Alice Hamilton, the MS Trust’s Policy Officer, looks at a new report recommending more joined up working between health and social care in England, and considers what it might mean for people with MS
A new settlement for health and social care: final report is the unassuming title of a King’s Fund document that is trying to identify a solution to the gap between health care and social care that currently exists within England. Known as the Barker Commission – because of its chair, Dame Kate Barker CBE – this document has no legal force. However, King’s Fund reports can be very influential so this report’s recommendations may have an effect on the different political parties’ plans for health and social care in the run up to the next general election, due May 2015.
The report makes 12 recommendations, many of which are concerned with funding any potential new system:
- A new settlement is needed for health and social care in England that breaks down the historic divide between the two systems and provides a much simpler path through the current maze of health and social care
- England needs to move to a single, ring-fenced budget for health and social care, with a single commissioner
- We recommend that work be undertaken to explore whether and/or how the health and wellbeing boards could evolve into the single commissioner for our new settlement.

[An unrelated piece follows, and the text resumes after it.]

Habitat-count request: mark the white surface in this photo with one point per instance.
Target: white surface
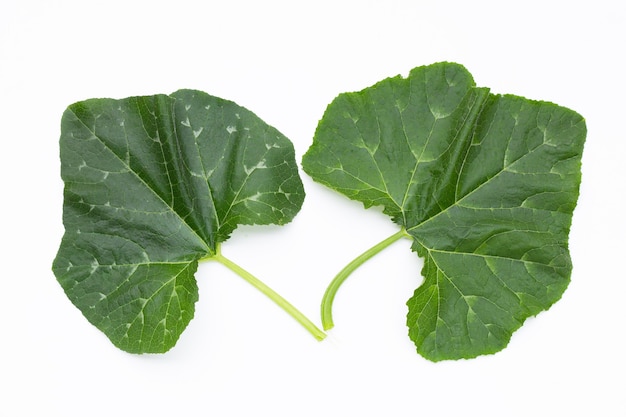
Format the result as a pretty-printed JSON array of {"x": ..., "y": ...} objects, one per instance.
[{"x": 286, "y": 61}]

- A much simpler path through the whole system of health and social care should be designed to reflect changing levels of need
- There should be more equal support for equal need. In the long run that means making much more social care free at the point of use
- We do not recommend any changes to NHS charges (except for rationalising accommodation costs outside hospital, and reducing the prescription charge)
- The government should plan on the assumption that public spending on health and social care will reach between 11 per cent and 12 per cent of GDP by 2025. This will involve some significant tax increases.
- The older generation, and those approaching state pension age, will be among the biggest beneficiaries of our new settlement, and we recommend, on the grounds of inter-generational fairness and equity, that they should make a significant contribution to the additional costs involved in our recommendations (phasing out free TV licences and winter fuel payments, NI to continue at a reduced rate if you work past state pension age)
- Our recommendations for much more social care to be free at the point of use will have to be phased in. As that happens we recommend an additional 1 percentage point employees’ National Insurance contribution for those aged over 40 as a contribution towards the more generous settlement from which they and their parents will benefit
- We recommend an increase to 3 per cent in the additional rate of National Insurance for those above the upper earnings limit, again timed to match the extensions of free social care
- With a view to raising additional revenue, we recommend a comprehensive review of wealth taxation to include possible reforms to inheritance tax, a wealth transfer tax, changes to capital gains and property taxation
- Given the changing evidence base as the population ages and medical advances continue, we recommend that the government adopt the recommendation of the Wanless review of 2002 and institute a regular review of the health and social care needs of the country and the spending required to meet them
It is difficult to see any political party swallowing all the funding recommendations made by the Commission. There have also been criticisms that the Commission did not take into account the existing funding crisis within the NHS, which may adversely affect its figures. On the whole, though, any attempt to look at joining up the whole system, and to look at funding social care well enough that it can be free at the point of use for many people, is welcome.